Mis à jour le 08 décembre 2020 à 03h27

Cet hiver, le cinéaste américain Larry Clark a réservé un cadeau de Noël à ses fans parisiens : jusqu’au 24 décembre, le sulfureux septuagénaire brade ses clichés vintage dans une galerie de la capitale. Le prix : 100 euros pièce. Mais pourquoi ces drôles de soldes ? Explorateur sans fin de l’adolescence tourmentée imprégnée de sexe et de drogue, le réalisateur et photographe – dont les clichés en noir et blanc d’une jeunesse à la dérive, pris dans les années 1960 et 1970, ont inspiré Martin Scorsese et Gus Van Sant – s’explique.

Braderies en série

Nus adolescents, skateurs en T-shirt large : sortis d’une vieille malle, ces milliers de photos en couleurs format 9 x 13 ont été prises sur le tournage de films mythiques du réalisateur comme Kids (1995), Bully (2001), Ken Park (2002) et Wassup Rockers (2005). « Ce sont de vraies photos vintage qui viennent directement des drugstores où je faisais tirer mes négatifs », précise Larry Clark. Sur les images mises en vente, on retrouve notamment son ex-compagne mannequin Tiffany Limos, alias « Peaches » dans Ken Park. Enrichie de portraits de jeunes tirés d’une séance photo réalisée pour la marque Supreme, la sélection est renouvelée chaque jour pour que chacun y trouve son bonheur.

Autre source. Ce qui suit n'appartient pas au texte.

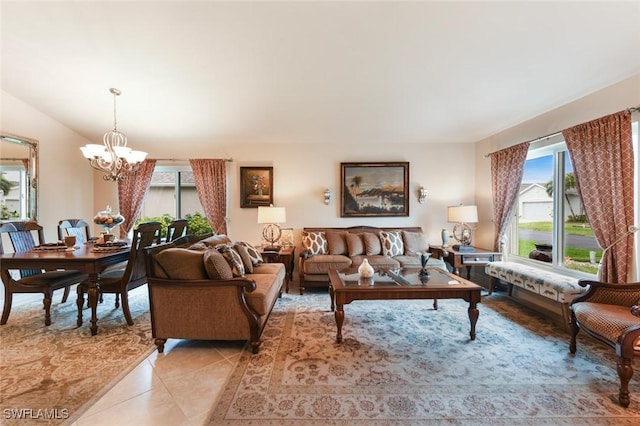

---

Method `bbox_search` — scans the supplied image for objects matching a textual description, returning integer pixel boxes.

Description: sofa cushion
[362,232,382,256]
[233,241,253,274]
[214,243,245,277]
[303,254,351,274]
[380,231,404,256]
[239,241,264,266]
[244,274,282,316]
[302,231,328,255]
[402,231,429,256]
[202,249,233,280]
[200,234,231,247]
[325,232,347,254]
[351,254,400,269]
[345,233,364,257]
[155,247,208,280]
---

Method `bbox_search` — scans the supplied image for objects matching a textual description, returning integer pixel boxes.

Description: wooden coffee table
[329,268,482,343]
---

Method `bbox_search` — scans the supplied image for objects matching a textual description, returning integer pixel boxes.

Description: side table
[260,246,296,293]
[429,246,502,279]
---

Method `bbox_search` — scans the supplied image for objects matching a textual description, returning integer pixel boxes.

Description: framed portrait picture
[240,167,273,208]
[340,162,409,217]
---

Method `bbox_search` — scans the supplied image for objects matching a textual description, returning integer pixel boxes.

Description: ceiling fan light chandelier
[80,88,147,182]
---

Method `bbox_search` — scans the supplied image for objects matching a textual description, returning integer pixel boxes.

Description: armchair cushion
[233,241,253,274]
[156,247,208,280]
[204,250,233,280]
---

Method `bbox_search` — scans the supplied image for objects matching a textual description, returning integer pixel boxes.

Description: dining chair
[76,222,162,327]
[0,221,86,325]
[165,219,189,243]
[58,219,91,244]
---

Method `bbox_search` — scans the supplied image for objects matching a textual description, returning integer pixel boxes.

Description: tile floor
[72,339,244,426]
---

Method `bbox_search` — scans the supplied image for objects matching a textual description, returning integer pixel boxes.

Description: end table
[260,246,296,293]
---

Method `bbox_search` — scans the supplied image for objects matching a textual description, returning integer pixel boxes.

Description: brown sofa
[298,226,446,294]
[145,235,285,353]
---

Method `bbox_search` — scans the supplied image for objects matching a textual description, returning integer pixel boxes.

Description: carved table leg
[336,305,344,343]
[329,284,336,312]
[87,274,98,336]
[468,302,480,340]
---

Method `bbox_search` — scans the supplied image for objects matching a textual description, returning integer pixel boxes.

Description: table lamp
[447,204,478,250]
[258,205,287,251]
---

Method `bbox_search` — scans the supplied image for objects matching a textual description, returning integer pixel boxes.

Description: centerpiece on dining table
[93,206,124,235]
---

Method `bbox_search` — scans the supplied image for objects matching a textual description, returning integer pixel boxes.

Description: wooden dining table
[0,243,130,336]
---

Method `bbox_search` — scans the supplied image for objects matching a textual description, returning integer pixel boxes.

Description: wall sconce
[418,186,429,204]
[324,188,331,205]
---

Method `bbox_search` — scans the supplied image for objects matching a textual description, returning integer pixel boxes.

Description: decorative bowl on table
[93,206,124,234]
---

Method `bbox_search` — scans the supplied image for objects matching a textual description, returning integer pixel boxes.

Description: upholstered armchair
[569,280,640,407]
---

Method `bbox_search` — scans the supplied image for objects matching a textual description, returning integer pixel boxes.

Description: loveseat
[145,235,285,354]
[298,226,446,294]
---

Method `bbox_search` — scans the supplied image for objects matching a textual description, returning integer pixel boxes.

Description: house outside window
[509,119,639,278]
[141,166,204,219]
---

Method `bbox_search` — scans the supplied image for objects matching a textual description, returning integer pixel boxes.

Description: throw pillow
[302,231,328,255]
[214,244,244,277]
[402,231,429,256]
[346,233,364,257]
[380,231,404,256]
[233,241,253,274]
[240,241,264,266]
[155,247,207,280]
[362,232,382,256]
[325,232,347,254]
[202,249,233,280]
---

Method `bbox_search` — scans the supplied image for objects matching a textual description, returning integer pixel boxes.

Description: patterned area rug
[210,294,640,425]
[0,286,155,425]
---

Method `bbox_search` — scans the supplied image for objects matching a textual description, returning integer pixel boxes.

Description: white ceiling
[1,1,640,147]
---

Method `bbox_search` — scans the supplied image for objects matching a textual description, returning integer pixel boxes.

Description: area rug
[0,286,154,425]
[210,293,640,425]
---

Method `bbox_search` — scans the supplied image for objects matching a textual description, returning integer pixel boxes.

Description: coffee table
[329,268,482,343]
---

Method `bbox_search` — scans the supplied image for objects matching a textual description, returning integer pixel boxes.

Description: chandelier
[80,88,147,182]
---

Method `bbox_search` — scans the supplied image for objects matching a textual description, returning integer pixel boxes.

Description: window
[509,119,638,276]
[137,166,211,236]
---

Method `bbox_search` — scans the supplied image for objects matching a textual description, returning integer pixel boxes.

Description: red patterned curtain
[118,159,156,238]
[490,142,529,252]
[562,111,634,283]
[189,159,227,234]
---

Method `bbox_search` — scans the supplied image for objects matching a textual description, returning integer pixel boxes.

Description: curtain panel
[489,142,529,252]
[189,159,227,234]
[562,111,634,283]
[118,159,156,238]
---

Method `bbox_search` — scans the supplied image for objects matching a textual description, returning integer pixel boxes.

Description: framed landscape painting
[340,162,409,217]
[240,167,273,208]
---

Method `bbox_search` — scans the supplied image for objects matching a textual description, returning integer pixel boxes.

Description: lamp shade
[447,205,478,223]
[258,206,287,223]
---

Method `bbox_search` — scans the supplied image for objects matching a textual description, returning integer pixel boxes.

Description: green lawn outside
[518,222,594,237]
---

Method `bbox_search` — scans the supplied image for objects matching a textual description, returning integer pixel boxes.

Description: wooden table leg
[87,274,98,336]
[329,284,336,312]
[468,302,480,340]
[336,305,344,343]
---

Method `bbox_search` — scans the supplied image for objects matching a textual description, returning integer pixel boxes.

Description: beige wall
[0,91,94,241]
[475,74,640,278]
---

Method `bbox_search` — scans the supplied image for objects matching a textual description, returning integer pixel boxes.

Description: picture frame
[240,167,273,208]
[278,228,295,247]
[340,162,409,217]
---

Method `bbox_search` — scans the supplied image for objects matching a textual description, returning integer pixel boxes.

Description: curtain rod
[484,105,640,158]
[153,158,233,163]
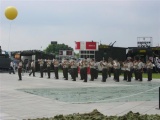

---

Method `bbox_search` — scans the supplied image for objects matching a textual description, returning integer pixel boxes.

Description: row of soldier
[15,59,153,82]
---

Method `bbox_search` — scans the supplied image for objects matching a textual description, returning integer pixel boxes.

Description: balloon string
[8,21,12,51]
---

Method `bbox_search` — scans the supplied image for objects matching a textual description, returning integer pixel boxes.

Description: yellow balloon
[5,6,18,20]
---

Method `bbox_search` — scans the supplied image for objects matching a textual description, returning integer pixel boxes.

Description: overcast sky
[0,0,160,51]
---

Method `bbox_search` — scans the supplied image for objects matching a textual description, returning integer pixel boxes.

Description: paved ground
[0,73,160,120]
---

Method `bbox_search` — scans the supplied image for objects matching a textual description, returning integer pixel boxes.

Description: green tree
[44,44,73,55]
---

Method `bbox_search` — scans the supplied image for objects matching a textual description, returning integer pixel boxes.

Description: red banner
[75,42,81,50]
[86,42,97,50]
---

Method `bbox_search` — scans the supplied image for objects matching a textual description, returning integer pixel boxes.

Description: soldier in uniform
[100,60,108,82]
[89,59,95,81]
[46,59,51,79]
[79,60,84,80]
[133,60,138,80]
[126,59,133,82]
[146,60,153,81]
[18,60,23,80]
[29,60,35,77]
[94,61,98,79]
[108,61,113,77]
[122,60,128,81]
[39,59,44,78]
[138,59,143,81]
[62,59,69,80]
[53,59,59,79]
[70,60,77,81]
[113,60,120,82]
[83,59,88,82]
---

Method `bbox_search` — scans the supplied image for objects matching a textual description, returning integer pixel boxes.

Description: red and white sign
[75,42,80,50]
[75,41,98,50]
[86,42,97,50]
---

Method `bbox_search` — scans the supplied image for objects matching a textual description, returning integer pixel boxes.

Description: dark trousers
[40,66,43,77]
[54,67,59,79]
[138,69,142,81]
[29,67,35,76]
[47,67,51,78]
[134,69,138,80]
[115,69,119,81]
[108,67,111,77]
[80,68,84,80]
[76,67,78,77]
[62,67,65,78]
[9,67,15,74]
[71,68,77,81]
[123,70,127,80]
[18,68,22,80]
[63,68,68,80]
[84,67,87,82]
[113,69,116,80]
[94,69,98,79]
[127,71,132,81]
[102,69,107,82]
[147,68,152,81]
[90,68,95,81]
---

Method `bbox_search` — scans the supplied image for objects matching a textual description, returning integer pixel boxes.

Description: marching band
[18,59,153,82]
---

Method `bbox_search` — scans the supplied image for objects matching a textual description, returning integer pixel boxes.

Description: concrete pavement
[0,73,160,120]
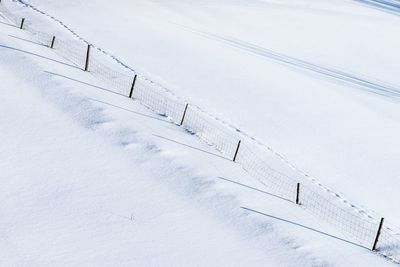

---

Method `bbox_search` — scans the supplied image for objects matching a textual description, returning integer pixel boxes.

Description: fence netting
[0,0,400,262]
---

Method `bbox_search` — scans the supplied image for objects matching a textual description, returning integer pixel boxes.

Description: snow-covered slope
[3,2,396,266]
[18,0,400,228]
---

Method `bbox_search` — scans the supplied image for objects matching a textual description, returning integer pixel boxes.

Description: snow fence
[0,0,400,263]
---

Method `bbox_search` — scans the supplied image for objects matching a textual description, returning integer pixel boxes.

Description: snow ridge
[4,0,397,264]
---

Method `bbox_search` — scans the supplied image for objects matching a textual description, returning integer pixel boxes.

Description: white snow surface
[18,0,400,225]
[0,0,400,266]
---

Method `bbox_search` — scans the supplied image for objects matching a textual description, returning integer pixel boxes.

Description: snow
[17,0,400,225]
[0,0,399,266]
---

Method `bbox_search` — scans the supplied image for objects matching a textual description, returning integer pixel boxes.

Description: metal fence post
[233,140,242,162]
[179,104,189,126]
[19,18,25,30]
[129,74,137,98]
[50,36,56,49]
[296,183,300,205]
[85,45,90,71]
[372,218,384,250]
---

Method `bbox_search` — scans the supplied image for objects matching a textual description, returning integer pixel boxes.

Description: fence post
[50,36,56,49]
[372,218,384,250]
[233,140,242,162]
[129,74,137,98]
[85,45,90,71]
[19,18,25,30]
[179,104,189,126]
[296,183,300,205]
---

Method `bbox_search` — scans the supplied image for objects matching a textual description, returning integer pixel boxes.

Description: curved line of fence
[0,0,400,263]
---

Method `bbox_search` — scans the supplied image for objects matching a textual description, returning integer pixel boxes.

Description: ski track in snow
[173,25,400,98]
[355,0,400,15]
[12,0,400,241]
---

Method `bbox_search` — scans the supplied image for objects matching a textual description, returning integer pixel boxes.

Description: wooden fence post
[19,18,25,30]
[372,218,384,250]
[179,104,189,126]
[129,74,137,98]
[85,45,90,71]
[50,36,56,49]
[296,183,300,205]
[233,140,242,162]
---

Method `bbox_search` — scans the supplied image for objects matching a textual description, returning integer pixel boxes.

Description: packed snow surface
[0,0,400,266]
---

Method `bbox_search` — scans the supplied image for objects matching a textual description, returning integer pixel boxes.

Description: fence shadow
[240,207,370,250]
[8,34,47,47]
[0,19,18,28]
[217,176,293,203]
[88,97,171,124]
[0,44,79,69]
[44,71,126,97]
[153,134,230,161]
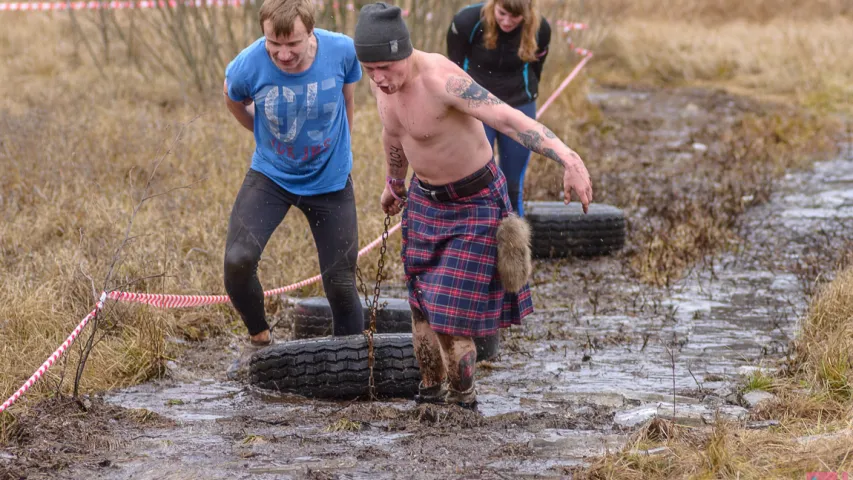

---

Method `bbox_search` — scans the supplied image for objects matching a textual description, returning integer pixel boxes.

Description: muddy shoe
[415,382,447,405]
[445,385,477,412]
[225,336,273,380]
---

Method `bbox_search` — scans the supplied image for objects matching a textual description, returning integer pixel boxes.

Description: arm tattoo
[444,76,504,108]
[518,130,542,153]
[517,127,565,167]
[388,145,403,168]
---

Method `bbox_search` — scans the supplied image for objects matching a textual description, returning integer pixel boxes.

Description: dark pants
[483,101,536,217]
[225,170,364,335]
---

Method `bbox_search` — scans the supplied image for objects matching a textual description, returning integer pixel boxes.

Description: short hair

“Je voulais donner à tout le monde la chance d’avoir un souvenir”

Courant 2014, trois de ces braderies avaient déjà eu lieu : en janvier, des clichés à 100 dollars sortis du même stock faisaient leur apparition à New York dans une petite galerie du Lower East Side codirigée par l’acteur Leo Fitzpatrick, l’un des ados skateurs de Kids. Puis à 100 livres dans une galerie londonienne en juin. En septembre, des tirages à 100 euros s’arrachaient à Paris entre les murs dorés du Silencio. Coup de pub, intérêt financier ? S’il est vrai que le réalisateur a connu quelques problèmes d’argent (notamment lors du tournage de The Smell of Us dont le budget avait dû être complété par du crowdfunding, et dont la sortie en 2014 coïncidait avec les ventes de Londres et Paris), sa motivation était ailleurs.

Un geste pour les “kids”

Avant de passer à la couleur en 1992, l’artiste « choisissait ses meilleures photos et les envoyait au meilleur labo de New York qui les tirait en format 30x40 », raconte-t-il. Une fois exposés, ces tirages se vendaient 10 000, 20 000 ou 30 000 dollars. « Mais mon public n’avait qu’entre 14 et 24 ans. Ces gamins n’auraient jamais pu se permettre d’acheter une seule de ces photos ! » s’exclame-t-il. Soucieux de rendre son travail plus accessible à ses fans, le réalisateur a donc préféré brader ses photos plutôt que de les donner à un musée ou les vendre plus cher à des collectionneurs.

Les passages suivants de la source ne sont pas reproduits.